Could this be causing a lot or re-iteration? If so, any less iterative way to compare the value of an attribute in the current node against the value from the previous node?

Thanks!

KnomDeGuerre
The <xsl:if> test above looks fine. It's quite normal to "look back" at previous values.Sorry for my slow response (I'm traveling).
trebormf
+3  A: 

> To detect when to start a new section, I did this:

>

> <xsl:if test="@TheFirstCol>preceding-sibling::*[1]/@TheFirstCol"

> Could this be causing a lot or re-iteration?

Definitely.
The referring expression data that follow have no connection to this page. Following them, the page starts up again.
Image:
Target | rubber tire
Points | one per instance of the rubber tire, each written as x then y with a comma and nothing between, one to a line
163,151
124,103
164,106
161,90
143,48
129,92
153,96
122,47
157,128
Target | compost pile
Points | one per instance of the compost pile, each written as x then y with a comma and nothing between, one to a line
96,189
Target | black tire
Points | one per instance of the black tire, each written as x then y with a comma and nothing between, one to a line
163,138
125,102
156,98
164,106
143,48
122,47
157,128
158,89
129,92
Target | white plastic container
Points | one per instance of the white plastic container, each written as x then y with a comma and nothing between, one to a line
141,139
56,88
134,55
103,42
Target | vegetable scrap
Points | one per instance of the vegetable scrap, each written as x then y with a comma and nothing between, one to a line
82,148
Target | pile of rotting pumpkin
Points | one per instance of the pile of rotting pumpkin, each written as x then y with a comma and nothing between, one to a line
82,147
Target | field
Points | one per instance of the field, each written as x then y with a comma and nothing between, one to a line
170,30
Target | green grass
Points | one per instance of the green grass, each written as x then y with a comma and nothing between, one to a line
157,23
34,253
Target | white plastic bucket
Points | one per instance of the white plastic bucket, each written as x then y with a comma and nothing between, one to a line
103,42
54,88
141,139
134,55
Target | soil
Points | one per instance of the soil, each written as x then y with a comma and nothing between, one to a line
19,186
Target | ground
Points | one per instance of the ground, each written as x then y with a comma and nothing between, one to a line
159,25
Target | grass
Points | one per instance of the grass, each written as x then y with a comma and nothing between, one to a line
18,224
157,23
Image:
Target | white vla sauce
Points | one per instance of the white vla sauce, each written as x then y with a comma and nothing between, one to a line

The algorithm you've chosen is O(N^2) and would be very slow with sufficient number of siblings, regardless of the implementation language.

Here is an efficient algorithm using keys:

Solution1:

`<xsl:stylesheet version="1.0" xmlns:xsl="http://www.w3.org/1999/XSL/Transform">

<xsl:output method="text"/>

<xsl:key name="kC1Value" match="@c1" use="."/>

<xsl:template match="/">
  <xsl:for-each select=
  "*/x[generate-id(@c1) = generate-id(key('kC1Value',@c1)[1])]">

   <xsl:value-of select="concat('&#xA;',@c1)"/>

   <xsl:for-each select="key('kC1Value',@c1)">
     <xsl:value-of select="'&#xA;'"/>
     <xsl:for-each select="../@*[not(name()='c1')]">
       <xsl:value-of select="concat('   ', .)"/>
     </xsl:for-each>
   </xsl:for-each>
  </xsl:for-each>
</xsl:template>

`

Unfortunately, XslTransform (.NEt 1.1) has a notoriously inefficient implementation of the generate-id() function.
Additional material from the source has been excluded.